From approximately 12:50 AM to 6:00 AM PDT on July 31, Boundary experienced intermittent downtime of streaming and historical systems stemming from riak cluster instability. The tl;dr is that a configuration change intended to allow our riak nodes more breathing room with regard to open file limits caused intermittent ulimit kills. This partial failure cascaded to our streaming system and exposed a riak bug in which a cluster can become fragmented.
We use eleveldb as the storage backend in the riak cluster behind Kobayashi (our system for collecting and analyzing historical metrics). It is common for us to adjust the configuration of this cluster to better suit our workload. At around 12:30 AM PDT we rolled out a configuration change to the eleveldb backend upping its open file limit. The change was rolled out to one node at a time on our 9 node cluster. Immediately following this change we noticed 99th percentile get and put latencies jump a little, but have found this to be common following rolling restarts of the cluster.
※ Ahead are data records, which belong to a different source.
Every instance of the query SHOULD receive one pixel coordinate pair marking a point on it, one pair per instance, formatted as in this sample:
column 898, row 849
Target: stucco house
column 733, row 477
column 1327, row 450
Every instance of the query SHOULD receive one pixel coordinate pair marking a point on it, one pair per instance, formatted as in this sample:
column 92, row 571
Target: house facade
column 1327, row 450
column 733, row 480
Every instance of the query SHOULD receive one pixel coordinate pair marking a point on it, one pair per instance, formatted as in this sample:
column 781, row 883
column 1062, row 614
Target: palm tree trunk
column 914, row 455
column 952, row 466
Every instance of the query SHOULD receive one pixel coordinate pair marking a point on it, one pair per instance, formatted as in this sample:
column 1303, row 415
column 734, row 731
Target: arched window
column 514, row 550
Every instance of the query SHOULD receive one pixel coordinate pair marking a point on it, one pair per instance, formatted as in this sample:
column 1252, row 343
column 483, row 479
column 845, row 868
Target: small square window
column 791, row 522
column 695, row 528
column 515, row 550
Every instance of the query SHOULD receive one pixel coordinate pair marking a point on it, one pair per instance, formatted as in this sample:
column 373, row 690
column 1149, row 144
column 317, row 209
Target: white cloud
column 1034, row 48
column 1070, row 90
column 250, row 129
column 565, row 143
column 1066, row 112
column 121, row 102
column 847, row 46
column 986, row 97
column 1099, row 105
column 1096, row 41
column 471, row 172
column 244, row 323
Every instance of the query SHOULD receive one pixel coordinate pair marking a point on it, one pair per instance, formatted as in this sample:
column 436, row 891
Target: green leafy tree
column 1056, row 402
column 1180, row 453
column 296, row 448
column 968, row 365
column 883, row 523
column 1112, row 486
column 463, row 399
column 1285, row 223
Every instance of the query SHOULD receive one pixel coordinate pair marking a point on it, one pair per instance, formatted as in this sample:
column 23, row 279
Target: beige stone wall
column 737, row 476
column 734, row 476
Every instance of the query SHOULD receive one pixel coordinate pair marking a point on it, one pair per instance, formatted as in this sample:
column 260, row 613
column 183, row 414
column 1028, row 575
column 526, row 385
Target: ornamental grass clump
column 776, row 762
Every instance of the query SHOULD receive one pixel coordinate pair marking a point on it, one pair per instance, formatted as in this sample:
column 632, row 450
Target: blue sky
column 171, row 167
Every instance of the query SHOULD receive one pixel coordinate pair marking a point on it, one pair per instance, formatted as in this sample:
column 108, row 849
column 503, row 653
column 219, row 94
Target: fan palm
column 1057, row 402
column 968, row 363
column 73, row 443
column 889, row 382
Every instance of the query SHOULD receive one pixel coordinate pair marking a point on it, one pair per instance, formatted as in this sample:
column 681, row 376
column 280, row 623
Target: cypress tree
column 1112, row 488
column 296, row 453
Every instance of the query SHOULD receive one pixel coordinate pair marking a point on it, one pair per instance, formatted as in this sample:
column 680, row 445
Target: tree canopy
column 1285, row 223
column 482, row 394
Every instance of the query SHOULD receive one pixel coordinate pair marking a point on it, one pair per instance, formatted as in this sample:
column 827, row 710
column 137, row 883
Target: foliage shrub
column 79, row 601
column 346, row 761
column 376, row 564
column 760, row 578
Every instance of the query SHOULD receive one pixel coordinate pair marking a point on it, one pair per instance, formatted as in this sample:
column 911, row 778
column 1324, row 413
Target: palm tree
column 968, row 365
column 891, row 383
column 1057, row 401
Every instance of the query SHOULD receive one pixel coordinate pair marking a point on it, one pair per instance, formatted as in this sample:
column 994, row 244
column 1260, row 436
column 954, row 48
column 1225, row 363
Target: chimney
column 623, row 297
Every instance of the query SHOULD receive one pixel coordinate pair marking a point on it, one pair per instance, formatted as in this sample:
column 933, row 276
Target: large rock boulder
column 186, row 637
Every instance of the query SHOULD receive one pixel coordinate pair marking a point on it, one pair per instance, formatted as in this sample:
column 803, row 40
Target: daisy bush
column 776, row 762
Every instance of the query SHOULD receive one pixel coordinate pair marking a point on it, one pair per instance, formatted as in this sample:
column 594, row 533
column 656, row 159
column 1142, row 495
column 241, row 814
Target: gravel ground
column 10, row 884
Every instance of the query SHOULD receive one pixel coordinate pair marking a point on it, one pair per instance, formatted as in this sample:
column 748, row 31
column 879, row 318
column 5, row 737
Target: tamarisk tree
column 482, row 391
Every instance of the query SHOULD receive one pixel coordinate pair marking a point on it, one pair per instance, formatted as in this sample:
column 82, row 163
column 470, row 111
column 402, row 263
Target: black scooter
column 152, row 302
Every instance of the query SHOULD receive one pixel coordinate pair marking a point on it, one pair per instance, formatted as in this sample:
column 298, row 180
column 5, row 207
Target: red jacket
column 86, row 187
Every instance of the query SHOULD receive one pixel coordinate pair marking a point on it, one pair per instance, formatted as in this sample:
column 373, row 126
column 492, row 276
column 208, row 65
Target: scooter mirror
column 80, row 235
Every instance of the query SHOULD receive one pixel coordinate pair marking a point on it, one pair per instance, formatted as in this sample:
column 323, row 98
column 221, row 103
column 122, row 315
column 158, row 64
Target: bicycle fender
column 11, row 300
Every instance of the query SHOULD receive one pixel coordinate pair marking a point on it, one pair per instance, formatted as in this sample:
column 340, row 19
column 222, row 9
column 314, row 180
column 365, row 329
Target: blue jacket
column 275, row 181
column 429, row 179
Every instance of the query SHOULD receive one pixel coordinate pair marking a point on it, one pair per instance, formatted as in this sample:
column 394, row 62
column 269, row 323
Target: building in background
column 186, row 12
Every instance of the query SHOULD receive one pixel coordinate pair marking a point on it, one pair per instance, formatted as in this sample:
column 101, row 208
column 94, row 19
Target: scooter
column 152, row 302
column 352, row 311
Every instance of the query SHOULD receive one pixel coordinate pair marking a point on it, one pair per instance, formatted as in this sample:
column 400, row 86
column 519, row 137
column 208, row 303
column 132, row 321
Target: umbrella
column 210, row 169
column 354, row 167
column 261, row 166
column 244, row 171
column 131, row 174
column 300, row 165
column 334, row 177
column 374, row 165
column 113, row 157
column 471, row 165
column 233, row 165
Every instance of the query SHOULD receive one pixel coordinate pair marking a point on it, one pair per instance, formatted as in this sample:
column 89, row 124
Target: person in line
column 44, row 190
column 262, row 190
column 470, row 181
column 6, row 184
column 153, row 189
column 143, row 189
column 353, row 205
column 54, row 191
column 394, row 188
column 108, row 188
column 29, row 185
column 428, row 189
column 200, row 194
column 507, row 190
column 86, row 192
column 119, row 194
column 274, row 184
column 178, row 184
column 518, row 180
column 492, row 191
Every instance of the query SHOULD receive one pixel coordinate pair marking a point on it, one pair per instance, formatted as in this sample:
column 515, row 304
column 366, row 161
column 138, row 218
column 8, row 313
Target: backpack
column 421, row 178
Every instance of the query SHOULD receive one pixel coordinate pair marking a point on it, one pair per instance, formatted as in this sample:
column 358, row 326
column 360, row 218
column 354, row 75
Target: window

Soon thereafter we saw the first sign that there might be trouble–the riak-java-client within kobayashi (our application layer over riak for historical analytics) began intermittently losing connections to riak on localhost. At this time, latencies began peaking at 60 seconds for both gets and puts–the maximum allowed by riak_kv_put_fsm and riak_kv_get_fsm.
To make matters worse, this is around the same time we saw indications that riak cluster instability had cascaded, causing partial failures in the streaming system. A bit of a back-story in how our streaming and historical systems interoperate is helpful in understanding this failure mode. Kobayashi persists historical network metrics in riak in blocks of 10 seconds, 10 minutes, and 10 hours for second-resolution, minute-resolution, and hour-resolution metrics, respectively. Upon taking on a particular organization as a unit of work, the streaming system loads state–the last block written for each query–so that we can begin writing into the last partially complete block. Since the streaming system was unable to load this state from kobayashi/riak during normal handoff operations, some orgs failed to start up and process data. The result of this failure is a dashboard which fails to show streaming metrics. Furthermore, writes to kobayashi from the streaming system during this time were timing out causing bounded queues to back up and begin rejecting work. The end result of this additional failure mode is loss of some writes of historical data for many customers even if the dashboard appeared fully functional.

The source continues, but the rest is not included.